The great majority of pancreatic PEComas are considered benign and the prognosis is relatively good with most patients remaining free from relapse and metastasis 4 . So far, to our knowledge, four primary malignant pancreatic PEComas have been reported. In two cases, liver metastases occurred, and in two cases the tumor showed malignant features such as infiltrating growth, necrosis, and size > 5 cm, most recently reported by Zhang et al. In this case, adjuvant chemotherapy with a sarcoma regimen with epirubicin and ifosfamide seems to be effective 4 .

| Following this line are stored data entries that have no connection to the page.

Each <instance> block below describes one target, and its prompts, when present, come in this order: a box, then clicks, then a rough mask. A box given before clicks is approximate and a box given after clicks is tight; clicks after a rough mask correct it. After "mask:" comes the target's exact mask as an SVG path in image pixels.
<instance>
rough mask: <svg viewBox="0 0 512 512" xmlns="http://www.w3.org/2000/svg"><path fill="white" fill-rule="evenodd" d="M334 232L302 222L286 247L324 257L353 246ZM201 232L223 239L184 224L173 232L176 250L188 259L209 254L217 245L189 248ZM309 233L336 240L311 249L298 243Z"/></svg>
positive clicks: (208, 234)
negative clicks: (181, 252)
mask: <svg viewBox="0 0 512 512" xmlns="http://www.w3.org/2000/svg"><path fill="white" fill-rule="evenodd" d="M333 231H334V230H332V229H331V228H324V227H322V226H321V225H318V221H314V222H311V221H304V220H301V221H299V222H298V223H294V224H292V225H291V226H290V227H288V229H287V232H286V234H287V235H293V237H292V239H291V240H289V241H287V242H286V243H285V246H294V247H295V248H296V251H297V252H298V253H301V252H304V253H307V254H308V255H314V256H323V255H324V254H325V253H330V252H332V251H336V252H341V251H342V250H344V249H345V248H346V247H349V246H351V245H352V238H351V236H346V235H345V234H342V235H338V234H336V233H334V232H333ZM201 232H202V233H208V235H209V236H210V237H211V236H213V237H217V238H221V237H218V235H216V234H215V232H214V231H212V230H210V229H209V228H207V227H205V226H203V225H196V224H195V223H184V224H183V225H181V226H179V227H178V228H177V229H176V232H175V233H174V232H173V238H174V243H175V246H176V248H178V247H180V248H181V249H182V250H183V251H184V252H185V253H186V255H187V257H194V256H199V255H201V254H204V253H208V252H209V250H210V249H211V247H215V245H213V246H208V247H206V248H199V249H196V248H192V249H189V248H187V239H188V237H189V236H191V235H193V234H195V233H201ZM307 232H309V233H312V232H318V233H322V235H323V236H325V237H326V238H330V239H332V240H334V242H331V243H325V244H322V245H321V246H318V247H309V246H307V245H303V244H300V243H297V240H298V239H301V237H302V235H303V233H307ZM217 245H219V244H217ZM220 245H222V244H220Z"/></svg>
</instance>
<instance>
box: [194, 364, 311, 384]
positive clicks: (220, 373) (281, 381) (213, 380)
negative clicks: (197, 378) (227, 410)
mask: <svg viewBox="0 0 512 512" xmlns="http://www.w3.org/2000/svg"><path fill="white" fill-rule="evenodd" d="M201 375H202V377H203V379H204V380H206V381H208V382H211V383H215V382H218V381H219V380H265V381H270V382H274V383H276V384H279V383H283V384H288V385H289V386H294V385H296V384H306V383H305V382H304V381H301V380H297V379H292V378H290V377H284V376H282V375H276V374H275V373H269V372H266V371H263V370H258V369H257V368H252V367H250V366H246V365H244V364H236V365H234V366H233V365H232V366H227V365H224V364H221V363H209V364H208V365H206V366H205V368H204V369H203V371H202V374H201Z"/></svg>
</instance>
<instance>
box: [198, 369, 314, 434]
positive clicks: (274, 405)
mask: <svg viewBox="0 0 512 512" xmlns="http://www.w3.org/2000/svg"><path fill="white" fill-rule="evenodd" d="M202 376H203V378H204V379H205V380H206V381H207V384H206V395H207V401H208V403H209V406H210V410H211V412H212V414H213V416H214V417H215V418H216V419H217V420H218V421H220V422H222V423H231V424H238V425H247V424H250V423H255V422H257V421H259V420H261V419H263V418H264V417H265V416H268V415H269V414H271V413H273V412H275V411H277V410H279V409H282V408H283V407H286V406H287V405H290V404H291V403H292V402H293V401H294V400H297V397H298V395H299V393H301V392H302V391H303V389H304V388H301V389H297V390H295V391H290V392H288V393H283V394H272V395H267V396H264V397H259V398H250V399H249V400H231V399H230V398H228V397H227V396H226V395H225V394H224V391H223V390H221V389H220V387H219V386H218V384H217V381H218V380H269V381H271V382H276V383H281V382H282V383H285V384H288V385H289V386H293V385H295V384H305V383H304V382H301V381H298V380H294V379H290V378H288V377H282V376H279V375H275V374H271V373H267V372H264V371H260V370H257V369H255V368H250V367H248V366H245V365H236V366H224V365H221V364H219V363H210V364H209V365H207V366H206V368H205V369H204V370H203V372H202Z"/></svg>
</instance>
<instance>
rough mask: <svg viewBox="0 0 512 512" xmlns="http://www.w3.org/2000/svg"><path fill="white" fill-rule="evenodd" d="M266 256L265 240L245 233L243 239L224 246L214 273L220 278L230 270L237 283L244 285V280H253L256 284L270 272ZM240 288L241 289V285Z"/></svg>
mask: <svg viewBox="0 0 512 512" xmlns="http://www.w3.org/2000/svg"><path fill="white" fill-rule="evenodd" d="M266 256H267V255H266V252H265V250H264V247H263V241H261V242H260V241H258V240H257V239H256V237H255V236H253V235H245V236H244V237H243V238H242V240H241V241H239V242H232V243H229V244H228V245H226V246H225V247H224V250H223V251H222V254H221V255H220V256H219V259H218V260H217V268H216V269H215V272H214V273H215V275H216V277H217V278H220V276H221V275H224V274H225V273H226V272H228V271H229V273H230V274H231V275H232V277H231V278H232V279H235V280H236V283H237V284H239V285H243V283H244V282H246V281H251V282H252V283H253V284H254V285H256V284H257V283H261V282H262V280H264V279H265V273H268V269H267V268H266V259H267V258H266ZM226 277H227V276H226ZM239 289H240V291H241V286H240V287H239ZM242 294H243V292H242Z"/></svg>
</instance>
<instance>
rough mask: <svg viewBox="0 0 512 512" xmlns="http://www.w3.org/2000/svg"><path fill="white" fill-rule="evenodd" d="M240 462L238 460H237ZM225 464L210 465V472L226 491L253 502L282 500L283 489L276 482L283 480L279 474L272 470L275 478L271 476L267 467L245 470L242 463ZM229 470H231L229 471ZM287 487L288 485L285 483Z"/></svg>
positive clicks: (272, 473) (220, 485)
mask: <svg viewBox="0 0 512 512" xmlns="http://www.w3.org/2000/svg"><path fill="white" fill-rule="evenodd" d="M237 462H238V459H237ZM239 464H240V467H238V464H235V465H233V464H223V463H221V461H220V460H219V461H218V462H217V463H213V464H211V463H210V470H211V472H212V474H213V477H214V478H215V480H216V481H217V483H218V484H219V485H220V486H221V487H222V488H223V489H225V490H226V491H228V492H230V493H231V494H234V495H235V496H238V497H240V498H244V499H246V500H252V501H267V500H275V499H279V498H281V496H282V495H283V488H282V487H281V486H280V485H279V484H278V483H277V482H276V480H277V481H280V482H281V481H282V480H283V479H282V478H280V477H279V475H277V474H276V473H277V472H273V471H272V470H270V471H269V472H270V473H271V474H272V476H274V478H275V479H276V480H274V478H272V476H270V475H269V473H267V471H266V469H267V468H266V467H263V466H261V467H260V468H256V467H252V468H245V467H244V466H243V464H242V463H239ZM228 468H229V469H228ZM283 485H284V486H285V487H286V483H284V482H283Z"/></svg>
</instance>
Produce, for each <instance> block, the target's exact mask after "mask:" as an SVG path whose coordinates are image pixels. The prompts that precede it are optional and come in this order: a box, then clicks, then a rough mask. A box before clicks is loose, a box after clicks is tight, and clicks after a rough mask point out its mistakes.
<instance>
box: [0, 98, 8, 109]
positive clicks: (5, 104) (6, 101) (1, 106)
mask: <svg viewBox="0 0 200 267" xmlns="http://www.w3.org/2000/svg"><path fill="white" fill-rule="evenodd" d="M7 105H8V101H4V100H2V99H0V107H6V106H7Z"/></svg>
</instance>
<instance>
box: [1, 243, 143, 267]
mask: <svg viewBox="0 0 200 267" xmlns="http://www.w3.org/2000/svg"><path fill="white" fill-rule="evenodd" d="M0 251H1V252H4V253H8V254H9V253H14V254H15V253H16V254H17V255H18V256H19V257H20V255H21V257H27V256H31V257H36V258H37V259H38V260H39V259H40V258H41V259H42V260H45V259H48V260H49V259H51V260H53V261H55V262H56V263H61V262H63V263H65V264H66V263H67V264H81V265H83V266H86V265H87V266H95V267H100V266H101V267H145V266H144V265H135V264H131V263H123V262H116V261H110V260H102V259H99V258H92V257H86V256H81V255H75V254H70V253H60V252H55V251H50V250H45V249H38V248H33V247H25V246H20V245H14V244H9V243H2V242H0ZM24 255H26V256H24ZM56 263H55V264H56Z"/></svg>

In general, PEComas might have an association with tuberous sclerosis complex (TSC). However, the association between pancreatic PEComa and TSC remains vague, since there is only one described case of a women with TSC and pancreatic PEComa reported by Hartley et al. 9 . In our case, no signs of TSC were observed.

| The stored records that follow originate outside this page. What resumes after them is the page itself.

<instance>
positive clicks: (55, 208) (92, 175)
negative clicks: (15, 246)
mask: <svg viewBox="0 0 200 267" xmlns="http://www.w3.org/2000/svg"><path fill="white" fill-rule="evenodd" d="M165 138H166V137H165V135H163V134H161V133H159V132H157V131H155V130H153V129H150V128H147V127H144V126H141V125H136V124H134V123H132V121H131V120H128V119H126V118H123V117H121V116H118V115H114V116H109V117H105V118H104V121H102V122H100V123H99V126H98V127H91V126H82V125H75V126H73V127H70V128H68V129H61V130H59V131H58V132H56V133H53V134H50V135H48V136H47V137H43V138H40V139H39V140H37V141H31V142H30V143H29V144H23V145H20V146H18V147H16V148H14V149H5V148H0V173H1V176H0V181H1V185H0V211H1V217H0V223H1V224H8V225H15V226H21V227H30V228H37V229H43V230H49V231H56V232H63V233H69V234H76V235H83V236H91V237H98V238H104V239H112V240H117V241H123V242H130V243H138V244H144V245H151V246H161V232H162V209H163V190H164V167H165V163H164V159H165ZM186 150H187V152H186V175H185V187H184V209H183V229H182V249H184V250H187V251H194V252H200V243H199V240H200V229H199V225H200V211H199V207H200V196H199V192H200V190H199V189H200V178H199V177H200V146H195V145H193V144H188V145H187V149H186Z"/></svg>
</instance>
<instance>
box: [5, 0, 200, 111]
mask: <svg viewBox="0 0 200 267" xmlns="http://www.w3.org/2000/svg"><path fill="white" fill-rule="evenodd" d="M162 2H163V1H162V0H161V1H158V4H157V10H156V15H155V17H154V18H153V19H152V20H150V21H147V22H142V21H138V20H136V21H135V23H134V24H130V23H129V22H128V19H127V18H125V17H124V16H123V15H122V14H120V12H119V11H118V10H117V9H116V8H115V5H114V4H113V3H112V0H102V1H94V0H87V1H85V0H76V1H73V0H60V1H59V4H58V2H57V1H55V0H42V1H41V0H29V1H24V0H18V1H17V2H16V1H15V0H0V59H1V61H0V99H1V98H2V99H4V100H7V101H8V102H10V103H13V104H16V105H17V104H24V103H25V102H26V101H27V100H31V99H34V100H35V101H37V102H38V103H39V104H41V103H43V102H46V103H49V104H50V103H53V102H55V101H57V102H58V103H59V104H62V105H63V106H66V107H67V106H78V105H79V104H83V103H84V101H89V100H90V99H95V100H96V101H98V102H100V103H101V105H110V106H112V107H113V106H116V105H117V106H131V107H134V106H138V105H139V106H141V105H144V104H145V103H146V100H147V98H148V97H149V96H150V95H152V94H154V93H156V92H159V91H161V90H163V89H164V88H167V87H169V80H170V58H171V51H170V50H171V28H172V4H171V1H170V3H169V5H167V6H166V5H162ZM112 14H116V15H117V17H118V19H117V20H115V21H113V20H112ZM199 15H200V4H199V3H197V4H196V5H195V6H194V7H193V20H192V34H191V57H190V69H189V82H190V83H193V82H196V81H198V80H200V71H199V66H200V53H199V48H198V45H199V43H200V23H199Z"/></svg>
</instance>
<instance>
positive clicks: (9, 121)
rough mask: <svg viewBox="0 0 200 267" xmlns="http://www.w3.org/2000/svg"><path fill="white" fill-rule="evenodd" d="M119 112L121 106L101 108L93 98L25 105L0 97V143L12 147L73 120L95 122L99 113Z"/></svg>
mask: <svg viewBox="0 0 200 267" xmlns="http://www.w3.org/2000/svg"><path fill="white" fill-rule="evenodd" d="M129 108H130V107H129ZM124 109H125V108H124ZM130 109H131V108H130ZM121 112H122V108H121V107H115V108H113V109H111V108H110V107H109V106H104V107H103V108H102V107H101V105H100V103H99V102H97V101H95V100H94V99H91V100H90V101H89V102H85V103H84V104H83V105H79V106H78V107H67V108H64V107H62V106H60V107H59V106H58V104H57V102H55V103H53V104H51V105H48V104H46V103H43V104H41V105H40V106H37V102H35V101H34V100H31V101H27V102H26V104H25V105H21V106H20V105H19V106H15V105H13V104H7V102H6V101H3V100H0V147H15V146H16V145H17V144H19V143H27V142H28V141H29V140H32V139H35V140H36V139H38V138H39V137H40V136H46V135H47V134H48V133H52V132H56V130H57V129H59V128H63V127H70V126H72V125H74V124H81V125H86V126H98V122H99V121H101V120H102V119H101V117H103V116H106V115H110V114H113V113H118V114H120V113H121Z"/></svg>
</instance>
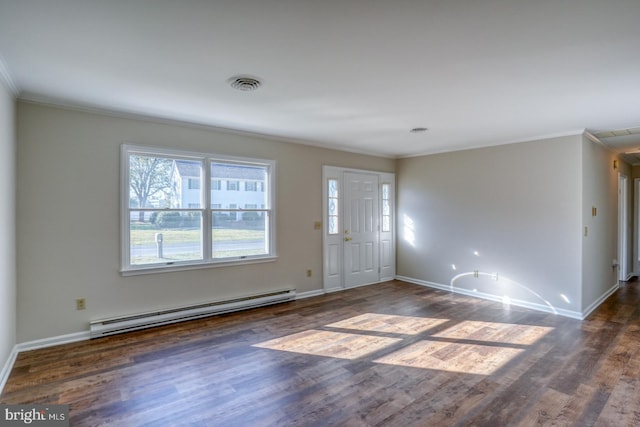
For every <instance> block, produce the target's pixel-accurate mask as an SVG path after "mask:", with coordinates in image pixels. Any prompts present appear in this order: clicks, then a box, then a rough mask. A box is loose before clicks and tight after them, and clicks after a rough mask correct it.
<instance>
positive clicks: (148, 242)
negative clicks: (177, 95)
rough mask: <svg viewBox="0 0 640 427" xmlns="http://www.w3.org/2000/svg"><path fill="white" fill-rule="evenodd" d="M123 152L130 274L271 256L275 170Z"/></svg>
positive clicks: (127, 265)
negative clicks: (272, 221)
mask: <svg viewBox="0 0 640 427" xmlns="http://www.w3.org/2000/svg"><path fill="white" fill-rule="evenodd" d="M125 150H126V156H125V159H126V162H127V164H128V167H127V174H126V175H127V176H126V182H127V183H128V186H127V188H125V191H126V192H127V193H128V208H127V212H128V216H127V219H128V220H127V221H125V223H126V224H123V225H124V226H125V228H126V230H124V233H123V234H124V237H125V238H124V240H125V241H126V243H125V245H126V247H125V248H124V253H126V254H127V256H126V257H125V258H126V259H123V264H124V265H123V269H124V270H127V269H130V270H135V269H137V268H144V267H150V266H151V267H161V266H162V265H170V266H174V265H180V264H184V265H189V264H203V263H215V262H219V261H234V260H238V261H239V260H246V259H254V258H256V257H265V256H270V255H272V254H273V248H272V245H271V242H272V238H271V233H272V226H271V224H272V223H273V222H272V218H271V215H272V212H271V206H272V202H271V200H270V197H271V195H270V193H271V192H270V191H269V188H270V187H269V184H270V177H271V174H272V171H273V164H272V163H270V162H268V161H265V162H263V163H259V162H256V161H255V160H250V161H249V160H248V161H247V162H242V161H238V160H237V159H234V160H233V162H231V161H229V162H227V161H224V160H220V158H219V157H217V156H216V157H214V156H200V157H197V156H193V155H190V154H191V153H178V154H175V153H176V152H175V151H171V152H164V151H163V150H161V149H158V150H152V149H148V148H144V149H136V147H130V146H127V147H126V148H125ZM205 230H210V231H208V232H205Z"/></svg>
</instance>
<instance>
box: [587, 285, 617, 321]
mask: <svg viewBox="0 0 640 427" xmlns="http://www.w3.org/2000/svg"><path fill="white" fill-rule="evenodd" d="M618 289H620V285H619V284H618V283H615V284H614V285H613V286H612V287H610V288H609V289H608V290H607V291H606V292H605V293H604V294H602V295H601V296H600V298H598V299H597V300H595V301H594V302H593V303H591V305H589V307H587V308H586V309H585V310H583V312H582V318H583V319H586V318H587V316H589V315H590V314H591V313H592V312H593V311H594V310H595V309H596V308H598V307H599V306H600V304H602V303H603V302H605V301H606V300H607V298H609V297H610V296H611V295H613V294H615V293H616V292H617V291H618Z"/></svg>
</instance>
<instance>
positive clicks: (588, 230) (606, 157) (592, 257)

In conclusion, PEComa of the pancreas remains an extremely rare diagnosis of a solid pancreatic tumor with malignant potential. In EUS, which generally provides a very good image modality for diagnosing pancreatic lesions with high sensitivity and specificity, PEComas show very similar characteristics to NET, but in CELMI-EUS, a longer lasting contrast enhancement can be seen.

However, additional EUS-FNA with further adequate immunohistochemical processing seems reasonable to establish the right diagnosis to guide further therapy.